## **freeCodeCamp-Machine-Learning-For-Everybody-Kylie-Ying**

https://www.youtube.com/watch?v=i_LwzRVP7bg

## Machine Learning Basics:

- Definition: Subset of AI that enables systems to learn and improve from experience.
- Types: Supervised, Unsupervised, Reinforcement.
- Components: Model, Features, Labels.
- Process: Training, Validation, Testing.
  
**Supervised Learning:**

- Goal: Predict output based on input-label pairs.
- Examples: Regression, Classification.
- Algorithms: Linear Regression, Decision Trees, Neural Networks.

**Unsupervised Learning:**

- Goal: Extract patterns from data without labeled outputs.
- Examples: Clustering, Association.
- Algorithms: K-Means, Hierarchical Clustering, Apriori.
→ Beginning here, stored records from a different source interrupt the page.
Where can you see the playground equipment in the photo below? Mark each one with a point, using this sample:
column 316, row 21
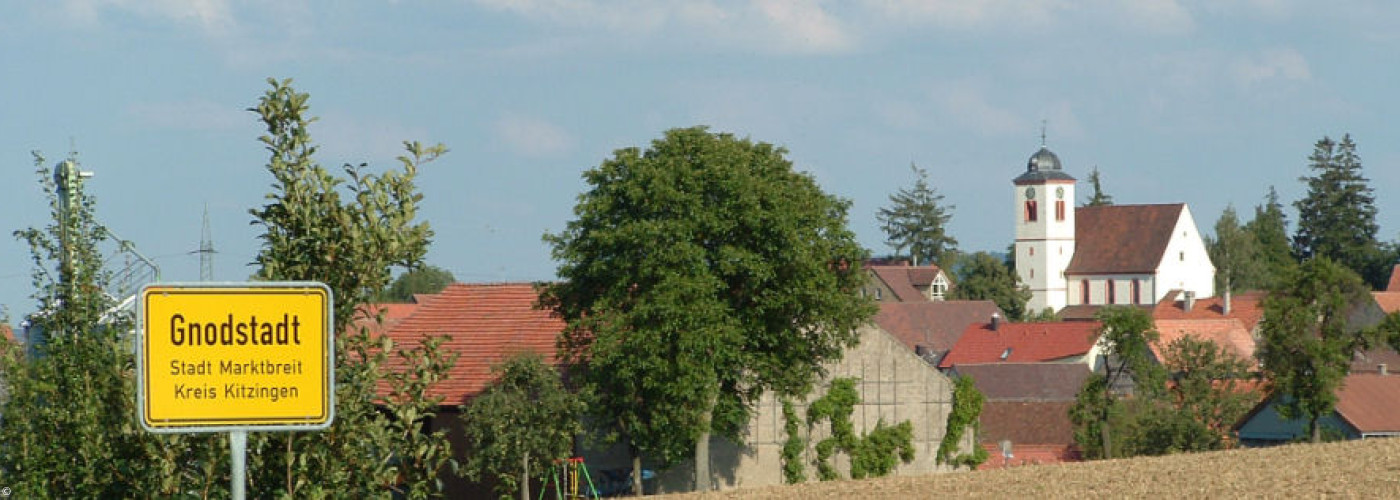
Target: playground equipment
column 567, row 476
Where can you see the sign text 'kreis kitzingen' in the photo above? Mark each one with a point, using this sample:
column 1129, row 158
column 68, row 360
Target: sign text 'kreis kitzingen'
column 235, row 356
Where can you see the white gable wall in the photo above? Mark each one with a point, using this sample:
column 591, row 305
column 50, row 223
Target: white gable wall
column 1186, row 264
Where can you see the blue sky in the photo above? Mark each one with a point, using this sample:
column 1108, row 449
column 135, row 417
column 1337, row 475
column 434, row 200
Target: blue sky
column 1206, row 102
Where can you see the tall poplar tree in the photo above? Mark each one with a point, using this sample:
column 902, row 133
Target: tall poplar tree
column 1337, row 217
column 916, row 221
column 696, row 275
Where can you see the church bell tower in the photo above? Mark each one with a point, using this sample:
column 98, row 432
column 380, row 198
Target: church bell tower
column 1045, row 230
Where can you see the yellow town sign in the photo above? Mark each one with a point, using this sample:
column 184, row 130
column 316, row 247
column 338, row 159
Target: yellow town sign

**Reinforcement Learning:**

- Goal: Learn optimal actions in an environment.
- Components: Agent, Environment, Actions, Rewards.
- Algorithms: Q-Learning, Deep Q Network (DQN).

**Neural Networks:**

- Mimic human brain structure.
- Layers: Input, Hidden, Output.
- Types: Feedforward, Recurrent, Convolutional.

**Training a Model:**

- Loss Function: Measures error.
- Optimization: Minimize loss using algorithms (Gradient Descent).
- Epochs: Number of iterations over dataset.
- Batch Size: Number of samples processed per iteration.

**Evaluation Metrics:**

- Accuracy: Proportion of correctly classified instances.
- Precision: Proportion of true positives among predicted positives.
- Recall: Proportion of true positives among actual positives.
- F1 Score: Balance between precision and recall.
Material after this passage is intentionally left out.